The Haitian couple was able to overcome legal obstacles and reunite with their baby, almost three months after she was nearly crushed during the January earthquake.
Junior Alexis, Baby Jenny's father, says his faith in God gave him the strength to continue searching for Jenny, even though he feared she was dead. "I would pray every day that I would find her because the baby was all I had," he said.
What they needed was a miracle. Nadine Devilme, the baby's mother, was on the top floor of their home in Port au Prince with Jenny when the quake struck. The house collapsed, killing Jenny's babysitter and two relatives.
Afterwards, Devilme was unable to find Jenny. "I always had hope that the baby had survived and in fact the first few days I would tell Jr. to go look for the baby and he would go look and come back and I would tell him to look for the baby," she said.
As luck would have it, a US television crew had videotaped a baby being pulled from the rubble five days after the earthquake. The couple learned that the baby was theirs.

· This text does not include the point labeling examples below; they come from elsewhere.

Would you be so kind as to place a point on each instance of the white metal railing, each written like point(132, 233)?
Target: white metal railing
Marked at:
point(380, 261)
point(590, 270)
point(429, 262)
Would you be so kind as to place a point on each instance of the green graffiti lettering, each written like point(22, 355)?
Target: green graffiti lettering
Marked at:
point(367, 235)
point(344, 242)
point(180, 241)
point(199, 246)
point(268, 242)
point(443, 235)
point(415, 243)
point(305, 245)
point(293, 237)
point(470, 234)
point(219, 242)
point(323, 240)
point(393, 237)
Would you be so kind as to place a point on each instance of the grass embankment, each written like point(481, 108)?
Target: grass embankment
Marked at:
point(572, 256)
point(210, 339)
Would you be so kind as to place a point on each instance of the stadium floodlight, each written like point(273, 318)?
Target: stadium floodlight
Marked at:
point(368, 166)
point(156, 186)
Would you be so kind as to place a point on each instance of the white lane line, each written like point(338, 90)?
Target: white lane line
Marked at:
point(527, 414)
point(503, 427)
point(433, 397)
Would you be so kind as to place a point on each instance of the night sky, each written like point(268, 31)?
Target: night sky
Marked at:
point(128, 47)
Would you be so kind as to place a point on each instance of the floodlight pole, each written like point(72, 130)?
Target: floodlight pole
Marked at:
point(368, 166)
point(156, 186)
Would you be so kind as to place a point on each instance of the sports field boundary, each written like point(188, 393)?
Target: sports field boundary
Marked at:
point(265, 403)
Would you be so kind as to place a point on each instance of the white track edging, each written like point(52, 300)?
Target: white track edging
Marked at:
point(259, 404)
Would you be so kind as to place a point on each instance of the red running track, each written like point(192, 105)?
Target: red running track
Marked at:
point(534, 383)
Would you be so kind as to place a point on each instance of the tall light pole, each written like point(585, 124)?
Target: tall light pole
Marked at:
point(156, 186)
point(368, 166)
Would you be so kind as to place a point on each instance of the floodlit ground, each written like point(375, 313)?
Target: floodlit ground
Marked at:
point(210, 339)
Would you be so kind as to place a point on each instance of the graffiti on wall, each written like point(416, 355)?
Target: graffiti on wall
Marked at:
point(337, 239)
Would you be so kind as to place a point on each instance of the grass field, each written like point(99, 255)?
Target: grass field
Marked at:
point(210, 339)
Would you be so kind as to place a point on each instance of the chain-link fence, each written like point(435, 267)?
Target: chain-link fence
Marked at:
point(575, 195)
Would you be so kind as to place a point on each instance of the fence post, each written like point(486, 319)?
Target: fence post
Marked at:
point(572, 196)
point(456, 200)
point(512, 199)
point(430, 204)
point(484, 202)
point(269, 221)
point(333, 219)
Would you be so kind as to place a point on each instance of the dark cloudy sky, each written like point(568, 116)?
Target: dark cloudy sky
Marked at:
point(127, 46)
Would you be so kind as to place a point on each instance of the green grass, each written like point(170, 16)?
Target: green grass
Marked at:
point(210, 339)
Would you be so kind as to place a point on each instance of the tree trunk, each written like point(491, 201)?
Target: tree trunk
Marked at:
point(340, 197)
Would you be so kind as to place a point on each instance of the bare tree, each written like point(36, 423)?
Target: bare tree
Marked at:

But reuniting with Jenny has been a challenge.
Both adults had to have DNA testing to prove they are the biological parents. They had to get Haitian passports and US visas.
Mark Lapointe, Baby Jenny's attorney, is helping the family with the legal issues "Once the (DNA) test was done and it was determined that they were in fact the parents, needless to say, everyone was very happy cause you could say you averted two tragedies: because now you know you have a child with parents and two people in Haiti who did not lose their child," he said.
Jenny technically is in the custody of the U.S. Department of Health and Human Services. Child welfare administrators are unable to release her to her parents until the US government gives permission.
In the meantime, the couple is living in a cottage close to the agency providing Jenny with medical care and physical therapy.
The International Rescue Committee will help the couple move into an apartment and find jobs during their one-year stay in the US.